The drive from my hometown to my cousins’ is roughly three hours, but with busy sports and work schedules, this drive was almost never made. This left Thanksgiving and Christmas to be the only times our family was reunited.
Yet, this all changed this summer, when my dad decided to move back to the Central Valley where he grew up, to the same city as my aunt, uncle and cousins. Soon enough, my grandma would follow the trend and move there too, putting our entire family within a 15-minute drive of one another.
Before I knew it, I was seeing the people I usually saw two or three times a year at least once a week. My dad and I were stopping by their houses to drop off items or baking a cake to bring to our family dinner — concepts that were entirely unfamiliar to me throughout my childhood and teenage years.
As we blow out each additional candle on the cake, it is sometimes scary to be told tall tales about this “real world” and all that it possesses. Growing up is scary, and it can be easy to feel like you’re “too old” or that it is “too late” for certain things.
Yet, through the past four months, I have come to learn that it is truly never is too late for anything.
I spent my summer with a multitude of obligations, but the best thing that came from it was exploring the connection with my family I was never able to fully discover growing up.
On Memorial Day, our whole family gathered in the park across the street from my dad’s house to barbecue and play outdoor games. Soon enough, this turned into a competitive brawl, which I ultimately lost.
One night, at a birthday celebration for my dad, my cousin Jeremy and I played guitar together while my uncle Jim instructed us, who is just a baton short of being considered a music conductor.
On the Fourth of July, my cousins and I ate dinner together and laughed at how many of the same red, white and blue Old Navy shirts we saw on TV as we watched PBS’s “A Capitol Fourth“ concert.
As the Olympic games were beginning, my cousin Elizabeth and I exchanged a quick look when my dad mentioned watching the opening ceremony — our minds were both greeted with the memory of my dad forcing us to watch it in 2012 during a summer visit, which we still joke about to this day.
I was presented with a list of new coffee shops to try by my cousin Cameron, who shares the same love for coffee as I do.

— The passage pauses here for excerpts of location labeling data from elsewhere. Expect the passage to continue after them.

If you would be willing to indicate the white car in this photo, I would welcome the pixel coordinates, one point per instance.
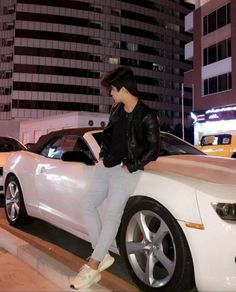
(179, 226)
(7, 145)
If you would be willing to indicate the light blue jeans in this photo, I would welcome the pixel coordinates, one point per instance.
(114, 184)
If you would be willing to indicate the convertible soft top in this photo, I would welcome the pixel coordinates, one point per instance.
(43, 140)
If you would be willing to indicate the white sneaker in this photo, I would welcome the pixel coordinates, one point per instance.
(106, 262)
(85, 278)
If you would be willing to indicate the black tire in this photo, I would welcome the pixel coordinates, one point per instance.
(14, 203)
(158, 264)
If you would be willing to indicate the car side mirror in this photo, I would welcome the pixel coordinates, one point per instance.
(77, 156)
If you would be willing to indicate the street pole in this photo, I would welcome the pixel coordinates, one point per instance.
(182, 103)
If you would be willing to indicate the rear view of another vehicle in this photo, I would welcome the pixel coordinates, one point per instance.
(7, 145)
(219, 145)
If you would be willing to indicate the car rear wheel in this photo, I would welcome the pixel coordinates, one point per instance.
(14, 203)
(155, 249)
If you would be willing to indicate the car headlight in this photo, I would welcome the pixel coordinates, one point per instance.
(226, 211)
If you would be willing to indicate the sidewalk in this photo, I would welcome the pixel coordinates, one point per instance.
(18, 276)
(54, 269)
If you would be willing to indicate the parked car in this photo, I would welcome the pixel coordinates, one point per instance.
(220, 144)
(178, 227)
(7, 145)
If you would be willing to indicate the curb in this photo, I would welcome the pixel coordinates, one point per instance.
(52, 269)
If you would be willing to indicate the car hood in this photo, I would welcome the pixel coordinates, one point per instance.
(205, 168)
(3, 157)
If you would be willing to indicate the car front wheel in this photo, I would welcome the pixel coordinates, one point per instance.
(14, 203)
(155, 249)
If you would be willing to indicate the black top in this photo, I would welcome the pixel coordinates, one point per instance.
(119, 141)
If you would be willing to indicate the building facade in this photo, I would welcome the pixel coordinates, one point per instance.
(54, 53)
(213, 78)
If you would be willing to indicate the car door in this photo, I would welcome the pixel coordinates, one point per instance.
(61, 184)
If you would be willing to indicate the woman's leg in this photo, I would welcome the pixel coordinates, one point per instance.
(94, 196)
(121, 185)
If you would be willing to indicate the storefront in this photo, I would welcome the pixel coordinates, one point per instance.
(213, 121)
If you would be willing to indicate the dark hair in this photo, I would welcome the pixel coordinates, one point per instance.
(120, 77)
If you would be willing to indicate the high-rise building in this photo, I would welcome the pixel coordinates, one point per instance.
(54, 53)
(213, 78)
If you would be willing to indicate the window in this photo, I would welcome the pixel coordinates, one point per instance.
(56, 147)
(212, 22)
(217, 52)
(221, 16)
(217, 83)
(216, 19)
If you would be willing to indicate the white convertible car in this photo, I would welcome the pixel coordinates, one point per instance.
(7, 145)
(179, 226)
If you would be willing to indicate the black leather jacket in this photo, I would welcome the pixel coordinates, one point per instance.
(143, 136)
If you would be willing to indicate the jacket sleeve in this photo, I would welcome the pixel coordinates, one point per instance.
(106, 138)
(151, 128)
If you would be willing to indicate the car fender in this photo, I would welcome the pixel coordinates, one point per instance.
(160, 185)
(24, 166)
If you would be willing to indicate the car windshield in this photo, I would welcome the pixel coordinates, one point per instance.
(10, 144)
(170, 145)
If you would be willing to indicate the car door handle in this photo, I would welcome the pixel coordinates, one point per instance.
(43, 170)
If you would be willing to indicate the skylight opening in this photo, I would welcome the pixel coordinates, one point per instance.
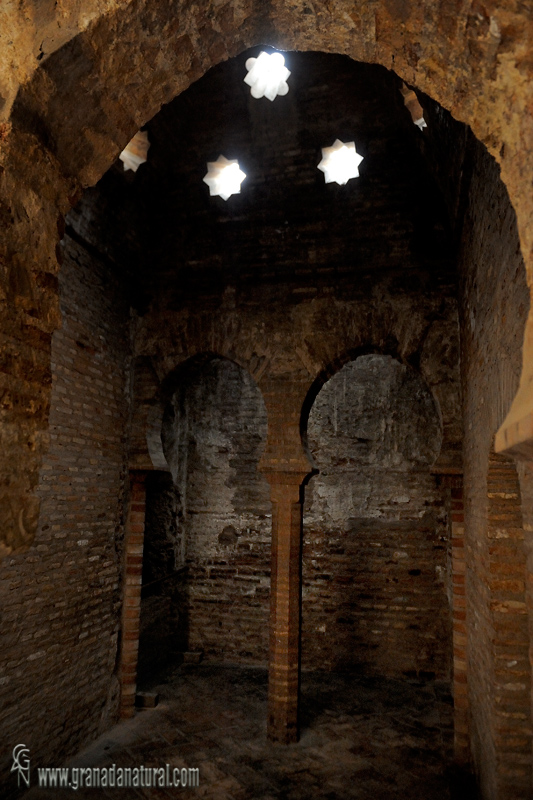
(412, 104)
(224, 177)
(136, 152)
(267, 75)
(340, 162)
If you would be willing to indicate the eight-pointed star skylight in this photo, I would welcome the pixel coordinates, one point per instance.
(267, 75)
(224, 177)
(340, 162)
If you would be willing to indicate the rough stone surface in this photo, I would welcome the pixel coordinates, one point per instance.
(213, 434)
(364, 738)
(61, 600)
(106, 69)
(493, 307)
(375, 577)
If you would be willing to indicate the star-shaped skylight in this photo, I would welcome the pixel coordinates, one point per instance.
(136, 152)
(267, 75)
(224, 177)
(340, 162)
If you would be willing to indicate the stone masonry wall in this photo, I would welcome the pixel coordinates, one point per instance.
(214, 432)
(60, 613)
(375, 536)
(495, 304)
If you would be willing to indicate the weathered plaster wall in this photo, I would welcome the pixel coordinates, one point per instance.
(495, 303)
(213, 434)
(375, 526)
(61, 599)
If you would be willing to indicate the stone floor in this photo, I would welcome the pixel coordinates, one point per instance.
(362, 737)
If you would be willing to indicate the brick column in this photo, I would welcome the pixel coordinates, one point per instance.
(285, 590)
(460, 688)
(131, 609)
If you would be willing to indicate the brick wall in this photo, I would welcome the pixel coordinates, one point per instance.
(494, 307)
(60, 611)
(214, 432)
(375, 537)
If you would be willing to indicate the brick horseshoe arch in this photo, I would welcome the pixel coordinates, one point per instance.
(114, 75)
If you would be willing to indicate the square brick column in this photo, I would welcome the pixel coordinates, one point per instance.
(285, 591)
(460, 685)
(131, 610)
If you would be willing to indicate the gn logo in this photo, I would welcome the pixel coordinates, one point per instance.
(21, 763)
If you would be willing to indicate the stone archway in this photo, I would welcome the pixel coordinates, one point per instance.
(474, 63)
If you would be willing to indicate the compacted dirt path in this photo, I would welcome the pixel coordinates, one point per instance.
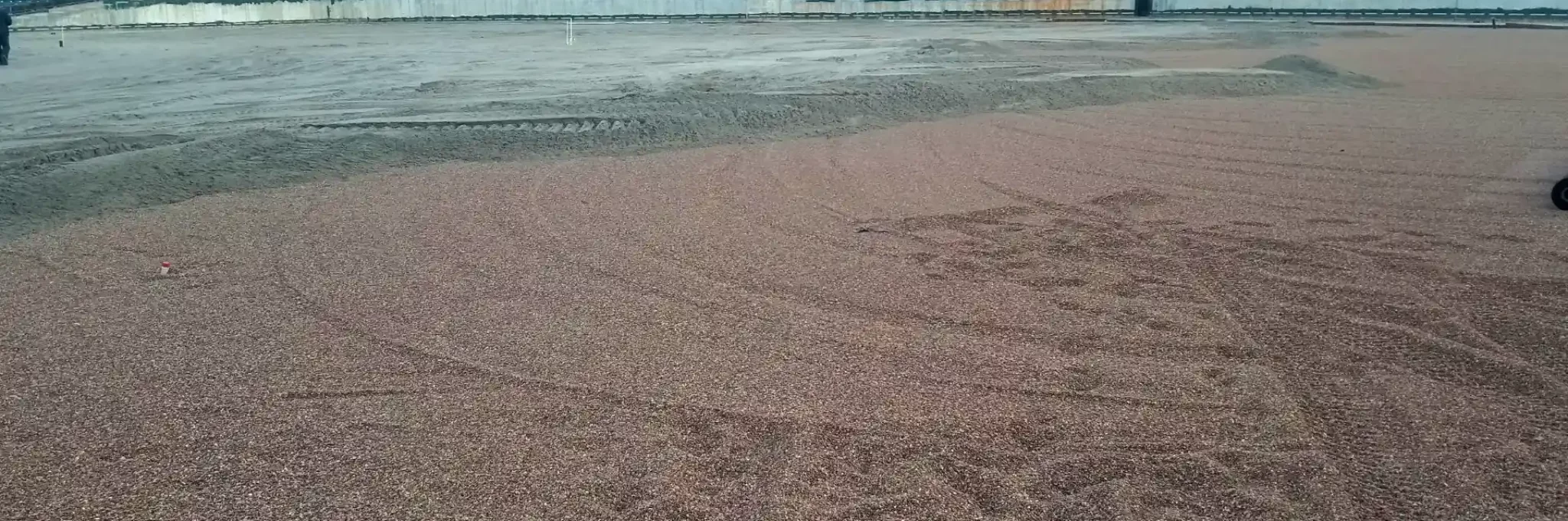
(1316, 306)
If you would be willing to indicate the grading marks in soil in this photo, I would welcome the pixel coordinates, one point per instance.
(259, 98)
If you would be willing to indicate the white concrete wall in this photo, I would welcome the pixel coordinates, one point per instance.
(206, 13)
(1327, 5)
(314, 10)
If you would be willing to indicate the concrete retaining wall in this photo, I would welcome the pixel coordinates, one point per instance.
(1358, 5)
(317, 10)
(347, 10)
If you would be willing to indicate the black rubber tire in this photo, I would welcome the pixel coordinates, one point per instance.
(1560, 195)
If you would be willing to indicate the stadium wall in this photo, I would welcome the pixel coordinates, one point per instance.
(1358, 5)
(124, 13)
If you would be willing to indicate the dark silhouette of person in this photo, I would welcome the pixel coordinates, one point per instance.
(5, 35)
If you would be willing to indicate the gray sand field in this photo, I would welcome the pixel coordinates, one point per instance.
(134, 118)
(805, 272)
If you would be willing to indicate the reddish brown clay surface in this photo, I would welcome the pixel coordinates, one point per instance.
(1340, 306)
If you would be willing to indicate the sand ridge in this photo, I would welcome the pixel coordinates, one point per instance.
(1341, 305)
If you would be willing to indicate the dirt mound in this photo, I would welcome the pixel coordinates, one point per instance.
(1318, 68)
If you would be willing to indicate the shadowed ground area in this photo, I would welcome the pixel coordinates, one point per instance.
(1341, 305)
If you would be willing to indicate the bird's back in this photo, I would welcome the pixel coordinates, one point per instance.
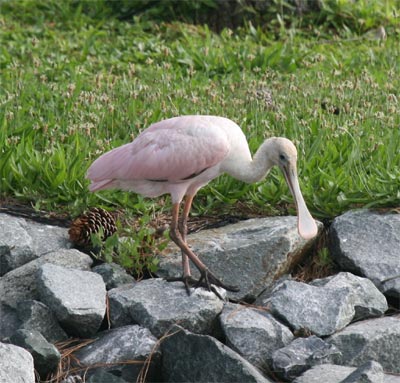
(170, 150)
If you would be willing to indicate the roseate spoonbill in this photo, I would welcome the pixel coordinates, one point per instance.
(180, 155)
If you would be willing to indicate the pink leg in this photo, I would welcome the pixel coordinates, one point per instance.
(207, 278)
(183, 231)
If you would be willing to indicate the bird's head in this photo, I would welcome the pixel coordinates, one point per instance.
(283, 154)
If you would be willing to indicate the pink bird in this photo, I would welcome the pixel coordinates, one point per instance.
(180, 155)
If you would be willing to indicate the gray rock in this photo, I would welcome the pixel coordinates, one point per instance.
(16, 365)
(78, 298)
(370, 372)
(368, 244)
(117, 346)
(368, 301)
(22, 241)
(254, 334)
(45, 356)
(113, 275)
(261, 248)
(102, 376)
(37, 316)
(73, 379)
(189, 357)
(9, 321)
(326, 373)
(320, 310)
(330, 373)
(119, 301)
(373, 339)
(157, 304)
(20, 284)
(300, 355)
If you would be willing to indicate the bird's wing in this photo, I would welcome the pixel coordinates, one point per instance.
(163, 153)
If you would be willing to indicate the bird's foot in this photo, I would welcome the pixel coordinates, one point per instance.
(207, 280)
(187, 280)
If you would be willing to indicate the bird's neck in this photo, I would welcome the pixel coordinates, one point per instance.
(257, 168)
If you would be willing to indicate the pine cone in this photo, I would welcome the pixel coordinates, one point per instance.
(89, 223)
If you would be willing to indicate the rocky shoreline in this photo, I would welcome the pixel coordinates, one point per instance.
(110, 328)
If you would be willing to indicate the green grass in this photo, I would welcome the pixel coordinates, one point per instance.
(74, 86)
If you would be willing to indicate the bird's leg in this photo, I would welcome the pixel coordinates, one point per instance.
(207, 278)
(182, 226)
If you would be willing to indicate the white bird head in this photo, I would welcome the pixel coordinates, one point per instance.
(283, 154)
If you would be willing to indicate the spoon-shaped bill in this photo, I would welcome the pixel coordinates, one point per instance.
(305, 222)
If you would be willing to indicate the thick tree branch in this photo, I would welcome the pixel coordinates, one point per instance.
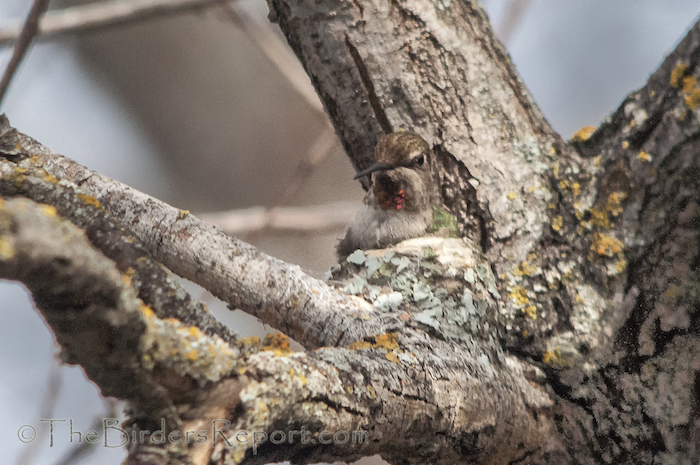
(280, 294)
(154, 283)
(95, 315)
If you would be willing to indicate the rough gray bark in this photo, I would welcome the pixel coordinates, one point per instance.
(564, 328)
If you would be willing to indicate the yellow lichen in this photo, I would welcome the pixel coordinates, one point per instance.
(146, 311)
(526, 269)
(677, 74)
(530, 312)
(389, 341)
(6, 249)
(644, 156)
(519, 295)
(556, 359)
(250, 341)
(90, 200)
(557, 223)
(620, 265)
(693, 99)
(194, 331)
(614, 203)
(370, 390)
(277, 343)
(576, 189)
(599, 218)
(689, 84)
(583, 134)
(49, 210)
(605, 245)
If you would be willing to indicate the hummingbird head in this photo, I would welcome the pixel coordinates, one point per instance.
(400, 178)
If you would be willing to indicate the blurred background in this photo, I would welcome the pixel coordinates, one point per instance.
(210, 112)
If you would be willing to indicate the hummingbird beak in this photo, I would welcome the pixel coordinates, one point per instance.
(382, 166)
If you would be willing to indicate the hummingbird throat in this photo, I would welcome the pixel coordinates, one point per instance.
(390, 194)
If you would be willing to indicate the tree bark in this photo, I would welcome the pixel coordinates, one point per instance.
(562, 329)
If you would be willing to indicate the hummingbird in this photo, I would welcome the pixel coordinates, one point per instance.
(399, 203)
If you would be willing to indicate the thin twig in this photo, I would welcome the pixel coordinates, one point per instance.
(83, 448)
(104, 14)
(317, 153)
(278, 52)
(48, 405)
(29, 31)
(291, 220)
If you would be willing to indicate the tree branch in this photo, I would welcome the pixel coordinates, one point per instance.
(280, 294)
(24, 40)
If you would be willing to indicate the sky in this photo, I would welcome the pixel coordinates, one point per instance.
(579, 58)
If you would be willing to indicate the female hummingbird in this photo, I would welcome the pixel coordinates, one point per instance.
(399, 202)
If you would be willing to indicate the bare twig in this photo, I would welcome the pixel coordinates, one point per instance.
(278, 52)
(48, 405)
(316, 154)
(83, 448)
(104, 14)
(291, 220)
(24, 40)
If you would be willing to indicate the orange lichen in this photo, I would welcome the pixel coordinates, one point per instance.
(389, 341)
(605, 245)
(557, 223)
(277, 343)
(49, 210)
(530, 312)
(693, 99)
(689, 84)
(90, 200)
(677, 74)
(526, 269)
(556, 359)
(519, 295)
(644, 156)
(583, 134)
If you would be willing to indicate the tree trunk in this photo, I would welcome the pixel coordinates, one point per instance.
(562, 329)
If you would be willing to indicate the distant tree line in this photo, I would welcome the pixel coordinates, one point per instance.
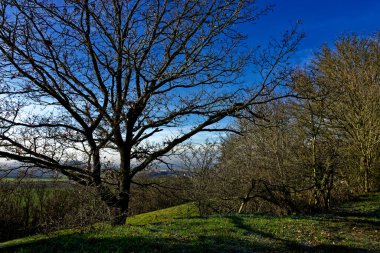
(307, 152)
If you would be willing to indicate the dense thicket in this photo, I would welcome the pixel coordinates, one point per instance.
(312, 150)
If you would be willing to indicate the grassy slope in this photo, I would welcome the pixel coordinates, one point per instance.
(353, 228)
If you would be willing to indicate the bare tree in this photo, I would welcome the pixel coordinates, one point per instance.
(350, 73)
(80, 79)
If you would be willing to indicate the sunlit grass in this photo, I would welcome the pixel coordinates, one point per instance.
(354, 228)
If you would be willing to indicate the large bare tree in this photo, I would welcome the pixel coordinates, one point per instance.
(83, 78)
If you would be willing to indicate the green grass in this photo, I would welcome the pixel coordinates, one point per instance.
(353, 228)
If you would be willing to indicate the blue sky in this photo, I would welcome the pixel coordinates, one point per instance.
(323, 21)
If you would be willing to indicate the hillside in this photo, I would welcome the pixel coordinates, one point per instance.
(355, 227)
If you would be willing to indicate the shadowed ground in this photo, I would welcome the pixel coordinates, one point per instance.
(353, 228)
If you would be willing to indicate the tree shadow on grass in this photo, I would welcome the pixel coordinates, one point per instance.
(181, 242)
(285, 245)
(77, 243)
(80, 243)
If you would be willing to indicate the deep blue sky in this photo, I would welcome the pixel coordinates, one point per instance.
(323, 21)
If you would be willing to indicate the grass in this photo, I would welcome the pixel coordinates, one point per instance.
(353, 228)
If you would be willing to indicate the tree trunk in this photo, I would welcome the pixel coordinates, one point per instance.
(119, 215)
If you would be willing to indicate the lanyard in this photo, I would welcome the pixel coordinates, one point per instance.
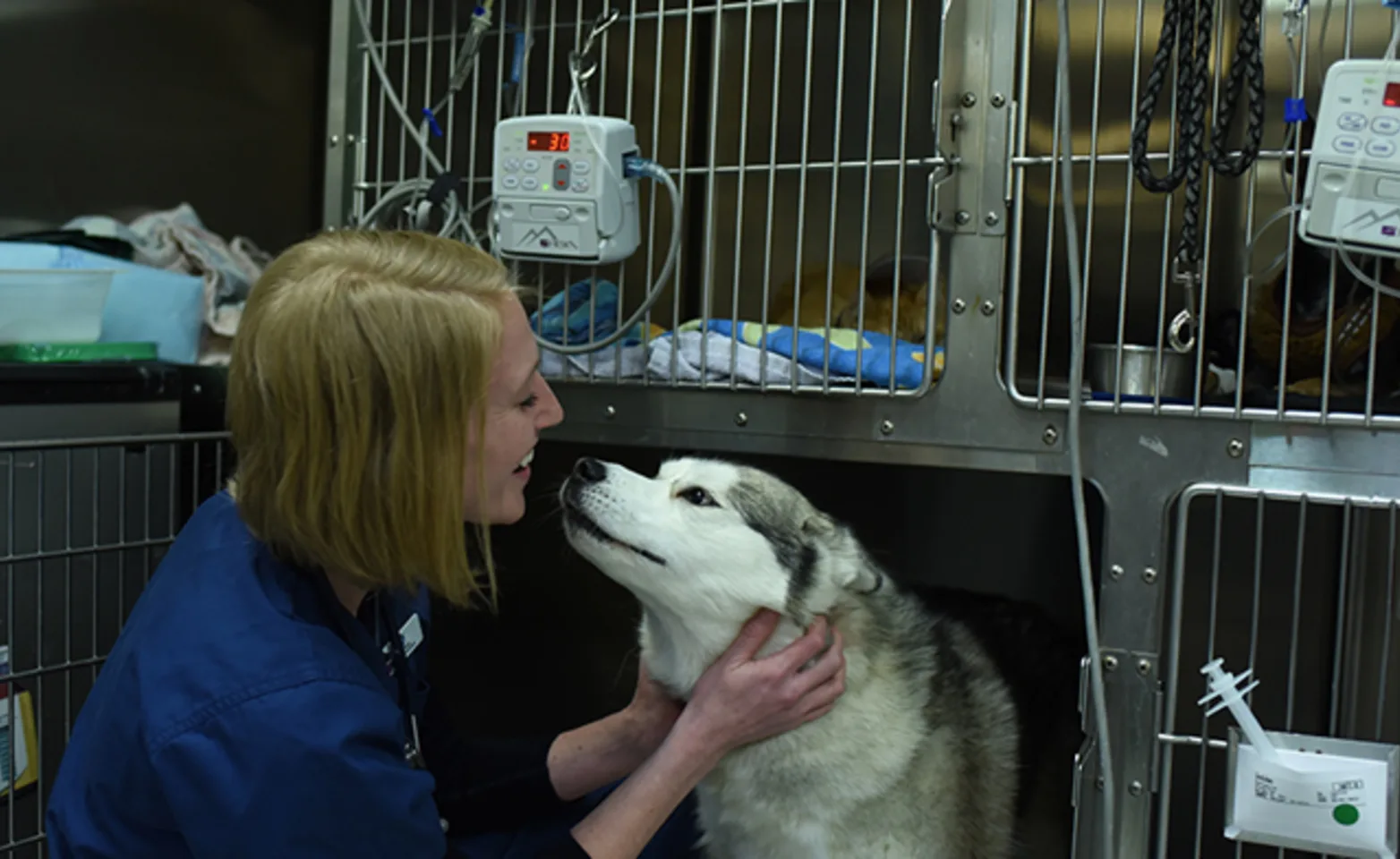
(412, 746)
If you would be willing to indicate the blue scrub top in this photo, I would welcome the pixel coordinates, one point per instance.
(245, 712)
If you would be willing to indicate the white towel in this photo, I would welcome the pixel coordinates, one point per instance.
(749, 364)
(605, 364)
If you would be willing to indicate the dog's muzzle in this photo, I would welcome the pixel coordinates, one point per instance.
(588, 473)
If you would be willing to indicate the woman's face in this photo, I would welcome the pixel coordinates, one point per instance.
(518, 404)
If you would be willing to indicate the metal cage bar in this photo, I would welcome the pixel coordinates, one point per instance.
(84, 525)
(1288, 333)
(1302, 590)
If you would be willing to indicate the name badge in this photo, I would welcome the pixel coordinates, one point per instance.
(411, 634)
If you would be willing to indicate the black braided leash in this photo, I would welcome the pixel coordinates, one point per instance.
(1193, 94)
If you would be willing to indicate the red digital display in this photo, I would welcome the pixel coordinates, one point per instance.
(551, 141)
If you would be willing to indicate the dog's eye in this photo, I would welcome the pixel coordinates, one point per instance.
(697, 497)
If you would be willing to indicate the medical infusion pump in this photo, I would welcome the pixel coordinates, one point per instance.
(560, 191)
(1353, 191)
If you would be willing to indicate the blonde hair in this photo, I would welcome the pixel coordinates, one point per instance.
(360, 362)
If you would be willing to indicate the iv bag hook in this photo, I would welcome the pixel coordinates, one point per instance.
(1181, 335)
(583, 64)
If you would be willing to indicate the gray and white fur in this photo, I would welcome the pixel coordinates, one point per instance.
(918, 759)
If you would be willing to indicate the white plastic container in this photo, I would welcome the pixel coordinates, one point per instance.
(52, 305)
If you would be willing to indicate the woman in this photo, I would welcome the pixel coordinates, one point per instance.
(268, 697)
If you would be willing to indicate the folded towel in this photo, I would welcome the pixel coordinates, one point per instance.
(632, 360)
(812, 345)
(601, 312)
(749, 364)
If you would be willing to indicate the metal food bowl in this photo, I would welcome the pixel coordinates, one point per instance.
(1140, 365)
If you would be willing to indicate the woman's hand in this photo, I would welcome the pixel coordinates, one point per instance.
(741, 700)
(652, 712)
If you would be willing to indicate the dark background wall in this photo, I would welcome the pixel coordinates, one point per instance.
(114, 106)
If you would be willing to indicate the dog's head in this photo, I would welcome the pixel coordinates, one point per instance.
(712, 540)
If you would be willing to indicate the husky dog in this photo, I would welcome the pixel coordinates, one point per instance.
(918, 759)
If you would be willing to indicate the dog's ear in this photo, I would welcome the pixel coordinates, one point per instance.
(853, 568)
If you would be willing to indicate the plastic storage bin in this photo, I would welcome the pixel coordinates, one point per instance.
(47, 305)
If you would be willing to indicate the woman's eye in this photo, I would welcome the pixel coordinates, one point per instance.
(697, 497)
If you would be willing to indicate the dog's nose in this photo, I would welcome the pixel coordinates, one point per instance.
(590, 471)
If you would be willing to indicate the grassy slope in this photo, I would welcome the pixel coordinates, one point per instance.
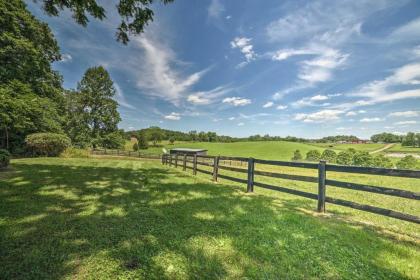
(97, 219)
(280, 150)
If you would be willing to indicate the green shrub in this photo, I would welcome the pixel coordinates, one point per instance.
(362, 158)
(329, 155)
(47, 144)
(345, 158)
(313, 155)
(407, 162)
(297, 155)
(4, 158)
(72, 152)
(382, 161)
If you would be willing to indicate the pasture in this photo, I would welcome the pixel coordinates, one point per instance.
(108, 219)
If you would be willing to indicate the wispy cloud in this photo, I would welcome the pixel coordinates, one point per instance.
(237, 101)
(173, 116)
(320, 116)
(246, 48)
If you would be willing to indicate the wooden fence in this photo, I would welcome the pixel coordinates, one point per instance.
(125, 153)
(221, 163)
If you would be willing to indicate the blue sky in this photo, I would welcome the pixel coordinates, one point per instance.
(301, 68)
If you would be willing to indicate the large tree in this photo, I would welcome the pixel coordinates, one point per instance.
(30, 91)
(92, 110)
(135, 14)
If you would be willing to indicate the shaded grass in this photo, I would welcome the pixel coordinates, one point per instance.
(108, 219)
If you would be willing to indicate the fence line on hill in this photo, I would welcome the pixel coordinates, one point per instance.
(137, 154)
(219, 163)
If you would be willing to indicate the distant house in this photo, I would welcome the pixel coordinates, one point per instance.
(191, 152)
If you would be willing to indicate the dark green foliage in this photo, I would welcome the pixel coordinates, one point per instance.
(135, 14)
(345, 158)
(143, 142)
(4, 158)
(382, 161)
(362, 158)
(92, 111)
(407, 162)
(313, 155)
(329, 156)
(297, 155)
(47, 144)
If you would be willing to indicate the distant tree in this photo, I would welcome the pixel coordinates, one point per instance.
(143, 142)
(297, 156)
(362, 158)
(313, 155)
(135, 14)
(407, 162)
(345, 158)
(329, 155)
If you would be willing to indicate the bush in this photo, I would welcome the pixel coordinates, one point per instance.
(72, 152)
(362, 158)
(113, 140)
(382, 161)
(407, 162)
(345, 158)
(329, 155)
(4, 158)
(47, 144)
(297, 155)
(313, 155)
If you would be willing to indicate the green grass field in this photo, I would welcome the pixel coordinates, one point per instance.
(130, 219)
(280, 150)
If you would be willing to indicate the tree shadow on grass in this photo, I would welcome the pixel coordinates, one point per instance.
(156, 223)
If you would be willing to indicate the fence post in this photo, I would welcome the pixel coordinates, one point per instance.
(215, 168)
(250, 185)
(321, 186)
(195, 165)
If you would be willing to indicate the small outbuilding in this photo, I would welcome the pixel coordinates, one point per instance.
(190, 152)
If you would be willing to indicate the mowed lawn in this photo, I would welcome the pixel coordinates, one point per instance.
(280, 150)
(130, 219)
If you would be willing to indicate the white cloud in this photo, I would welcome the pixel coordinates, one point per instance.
(405, 114)
(158, 75)
(405, 122)
(207, 97)
(237, 101)
(215, 9)
(268, 104)
(173, 116)
(120, 98)
(246, 48)
(281, 107)
(376, 119)
(66, 57)
(320, 116)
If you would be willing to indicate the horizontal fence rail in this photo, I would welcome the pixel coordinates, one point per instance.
(217, 163)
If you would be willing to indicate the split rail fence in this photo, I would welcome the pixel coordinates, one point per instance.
(231, 164)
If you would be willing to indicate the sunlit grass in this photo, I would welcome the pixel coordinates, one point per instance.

My dad and I made it our mission to seek out the best iced vanilla latte with oat milk in town.
Even aside from discovering this new connection with my family, this new adventure gave my dad and I a chance to seek out new places, activities and restaurants. Whether it was walking through the Friday night farmer’s market, going out for a late-night ice cream run or walking through my dad’s old high school, this summer allowed my dad and I to explore a new area together.
Being so far apart in age and distance, it was easy for me to overlook the possibility of my cousins and I possessing a close relationship throughout my adolescence. Yet, what I came to learn throughout the summer is that it truly never is too late.